Les développeurs sont les premiers défenseurs de la sécurité des logiciels
La première étape consiste à se défendre contre les attaques par confusion de dépendances : un processus par lequel un logiciel malveillant est déployé au sein du réseau d'une entreprise en remplaçant des packages utilisés à titre privé par des packages publics malveillants qui utilisent le même nom. Dans la chaîne d'approvisionnement logiciel, les packages open source sont automatiquement récupérés par les développeurs, à l'aide de gestionnaires de packages et d'outils de construction. Si ces derniers ne sont pas configurés pour récupérer uniquement les packages du registre privé, des packages portant le même nom peuvent être récupérés dans un dépôt de code public. Le cybercriminel n’aura alors plus qu’à analyser le dépôt public d'une entreprise à la recherche de noms de packages privés et télécharger un package malveillant portant un nom identique. Les processus de construction automatisés feront le reste et téléchargeront le package malveillant au lieu du package prévu, créé en interne.
Pour éviter cette attaque, les développeurs doivent utiliser la portée des espaces de nom (ou “namespaces”) dans leur travail. La portée des packages verrouillent l'espace de nom du package et l'associent à un utilisateur ou à une entreprise spécifique, ce qui empêche sa substitution. Une autre tactique consiste à utiliser une configuration spécifique au dépôt et définir explicitement le registre en amont, afin de donner aux gestionnaires de package comme pip et npm des indications explicites pour qu'ils ne consultent pas le registre public pour trouver une version plus récente du package et qu'ils ne tirent pas accidentellement un package malveillant.
Une autre mesure que les développeurs devraient prendre est de désactiver les commandes d'installation arbitraires des packages open source. Par défaut, certains gestionnaires permettent à tout package en cours d'installation ou de désinstallation d'exécuter des commandes arbitraires, exposant ainsi les entreprises aux attaques de typosquattage et aux mécanismes de porte dérobée cachés. La solution consiste à s'assurer que les packages sont rigoureusement contrôlés avant leur installation et ne sont pas ajoutés au hasard ou par le biais d'un copier-coller peu sûr. L'authentification à deux facteurs est également cruciale. 2FA est un moyen simple de protéger les comptes qui accèdent aux registres et aux écosystèmes, mais en janvier 2020, moins de 10 % des développeurs sur npmjs avaient 2FA activé. Il est vital que tous les développeurs activent cette fonctionnalité car dans la communauté open source, la sécurité des uns impacte celles des autres.

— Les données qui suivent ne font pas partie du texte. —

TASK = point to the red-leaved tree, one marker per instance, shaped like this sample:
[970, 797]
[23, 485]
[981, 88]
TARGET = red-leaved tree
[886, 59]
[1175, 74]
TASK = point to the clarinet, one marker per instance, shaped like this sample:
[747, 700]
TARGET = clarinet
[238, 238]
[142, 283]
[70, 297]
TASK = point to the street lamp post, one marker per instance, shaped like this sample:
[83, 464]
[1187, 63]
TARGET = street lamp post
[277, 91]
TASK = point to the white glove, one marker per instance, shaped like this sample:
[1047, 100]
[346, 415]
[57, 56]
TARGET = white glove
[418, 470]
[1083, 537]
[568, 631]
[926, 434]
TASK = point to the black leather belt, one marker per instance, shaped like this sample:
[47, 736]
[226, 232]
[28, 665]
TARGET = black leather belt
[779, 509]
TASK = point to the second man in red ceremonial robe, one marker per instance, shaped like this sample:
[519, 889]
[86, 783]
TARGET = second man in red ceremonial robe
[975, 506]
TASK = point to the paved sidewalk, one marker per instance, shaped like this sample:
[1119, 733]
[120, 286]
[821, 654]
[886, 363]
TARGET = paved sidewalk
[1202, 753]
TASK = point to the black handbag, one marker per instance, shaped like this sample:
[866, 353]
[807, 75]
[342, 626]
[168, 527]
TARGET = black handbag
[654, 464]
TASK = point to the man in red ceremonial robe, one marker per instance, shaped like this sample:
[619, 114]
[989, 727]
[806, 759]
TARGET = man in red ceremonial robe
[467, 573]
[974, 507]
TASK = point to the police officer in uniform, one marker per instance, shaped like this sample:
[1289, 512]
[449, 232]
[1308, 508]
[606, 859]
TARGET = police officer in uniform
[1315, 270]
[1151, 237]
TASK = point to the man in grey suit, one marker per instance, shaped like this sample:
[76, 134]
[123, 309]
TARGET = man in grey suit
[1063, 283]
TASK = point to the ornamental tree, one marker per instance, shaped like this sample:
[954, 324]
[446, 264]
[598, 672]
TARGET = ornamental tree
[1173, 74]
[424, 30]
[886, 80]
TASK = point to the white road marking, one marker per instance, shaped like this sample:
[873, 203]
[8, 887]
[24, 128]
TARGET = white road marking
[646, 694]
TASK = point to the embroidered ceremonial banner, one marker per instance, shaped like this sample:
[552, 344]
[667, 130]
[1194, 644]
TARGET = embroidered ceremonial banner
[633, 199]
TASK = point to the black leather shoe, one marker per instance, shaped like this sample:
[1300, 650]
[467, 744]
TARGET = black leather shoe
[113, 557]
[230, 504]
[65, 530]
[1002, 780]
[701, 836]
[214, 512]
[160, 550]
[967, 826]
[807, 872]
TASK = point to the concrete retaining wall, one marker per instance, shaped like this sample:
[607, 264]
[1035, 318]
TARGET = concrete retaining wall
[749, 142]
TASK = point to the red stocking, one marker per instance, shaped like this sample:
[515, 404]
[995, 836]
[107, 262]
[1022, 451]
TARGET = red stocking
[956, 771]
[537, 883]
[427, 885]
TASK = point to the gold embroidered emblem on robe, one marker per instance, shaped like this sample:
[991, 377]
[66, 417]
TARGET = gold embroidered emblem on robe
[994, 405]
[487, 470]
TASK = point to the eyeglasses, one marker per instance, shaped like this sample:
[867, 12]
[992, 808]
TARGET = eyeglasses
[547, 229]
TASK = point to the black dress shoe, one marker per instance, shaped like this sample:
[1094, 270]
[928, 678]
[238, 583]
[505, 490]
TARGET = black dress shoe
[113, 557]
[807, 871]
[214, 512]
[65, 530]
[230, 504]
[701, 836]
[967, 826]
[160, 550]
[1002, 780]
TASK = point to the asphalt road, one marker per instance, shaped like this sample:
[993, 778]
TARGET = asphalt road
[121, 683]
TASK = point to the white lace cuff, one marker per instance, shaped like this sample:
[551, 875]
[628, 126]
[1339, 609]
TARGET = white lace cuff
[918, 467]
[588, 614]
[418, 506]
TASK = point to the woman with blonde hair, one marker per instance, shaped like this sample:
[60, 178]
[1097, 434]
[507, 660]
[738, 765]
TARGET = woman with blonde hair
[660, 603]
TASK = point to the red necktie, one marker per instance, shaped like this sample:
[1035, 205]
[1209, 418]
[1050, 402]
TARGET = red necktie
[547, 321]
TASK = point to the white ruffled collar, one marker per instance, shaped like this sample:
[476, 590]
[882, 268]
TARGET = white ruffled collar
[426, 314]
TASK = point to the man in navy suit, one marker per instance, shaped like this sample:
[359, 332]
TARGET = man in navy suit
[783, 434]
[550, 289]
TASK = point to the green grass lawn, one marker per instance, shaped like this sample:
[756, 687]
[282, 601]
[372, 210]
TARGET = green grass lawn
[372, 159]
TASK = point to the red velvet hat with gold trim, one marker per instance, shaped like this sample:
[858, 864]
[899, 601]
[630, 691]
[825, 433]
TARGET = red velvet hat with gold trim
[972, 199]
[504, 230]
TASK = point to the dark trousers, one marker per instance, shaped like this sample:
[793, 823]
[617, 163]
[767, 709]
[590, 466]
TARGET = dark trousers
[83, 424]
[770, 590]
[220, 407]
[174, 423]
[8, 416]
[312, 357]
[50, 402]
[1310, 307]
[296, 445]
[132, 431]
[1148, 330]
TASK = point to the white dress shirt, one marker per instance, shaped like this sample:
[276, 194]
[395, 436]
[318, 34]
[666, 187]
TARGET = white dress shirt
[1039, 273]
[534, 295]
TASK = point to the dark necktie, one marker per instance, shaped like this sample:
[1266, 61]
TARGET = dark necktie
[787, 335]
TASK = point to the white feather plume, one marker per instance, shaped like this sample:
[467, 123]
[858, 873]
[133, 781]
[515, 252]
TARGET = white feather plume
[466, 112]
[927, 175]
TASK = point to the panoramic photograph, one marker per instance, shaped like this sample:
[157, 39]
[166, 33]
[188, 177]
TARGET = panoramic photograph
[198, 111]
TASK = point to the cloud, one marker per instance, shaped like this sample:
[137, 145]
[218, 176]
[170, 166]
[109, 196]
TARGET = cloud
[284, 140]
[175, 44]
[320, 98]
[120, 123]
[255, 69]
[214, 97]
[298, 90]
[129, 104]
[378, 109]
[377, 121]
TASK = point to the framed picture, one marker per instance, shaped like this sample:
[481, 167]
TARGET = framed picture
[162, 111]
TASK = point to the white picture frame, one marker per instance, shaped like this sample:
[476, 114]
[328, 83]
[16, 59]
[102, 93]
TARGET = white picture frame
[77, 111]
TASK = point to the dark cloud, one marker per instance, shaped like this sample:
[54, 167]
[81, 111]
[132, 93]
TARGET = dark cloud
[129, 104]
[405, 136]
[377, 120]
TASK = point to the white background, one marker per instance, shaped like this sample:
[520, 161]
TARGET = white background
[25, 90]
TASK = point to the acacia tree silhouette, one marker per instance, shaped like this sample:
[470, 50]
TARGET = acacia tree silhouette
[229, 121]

La sécurité est une préoccupation importante lorsque l'on collabore ouvertement et que l'on s'engage dans un logiciel open source, car cela augmente le risque de fuite ou de partage accidentel d'informations confidentielles. Pour éviter cette exposition potentielle des données, les développeurs doivent éviter de stocker d'informations sensibles dans un référentiel, dans la configuration ou le code. Et ils devraient également éviter de publier des packages ou des images Docker contenant des informations potentiellement sensibles.
Les chaînes d'approvisionnement logiciel permettent le développement rapide, mais cette vitesse comporte des risques. Les composants logiciels tiers sont des vecteurs d'attaque attrayants pour les acteurs malveillants et, sans un plan de protection minutieux, les développeurs peuvent mettre en danger leurs entreprises. En identifiant et en corrigeant les faiblesses de la chaîne d'approvisionnement, et en adoptant des bonnes pratiques en matière de sécurité, les développeurs peuvent se protéger eux-mêmes ainsi que la communauté des développeurs.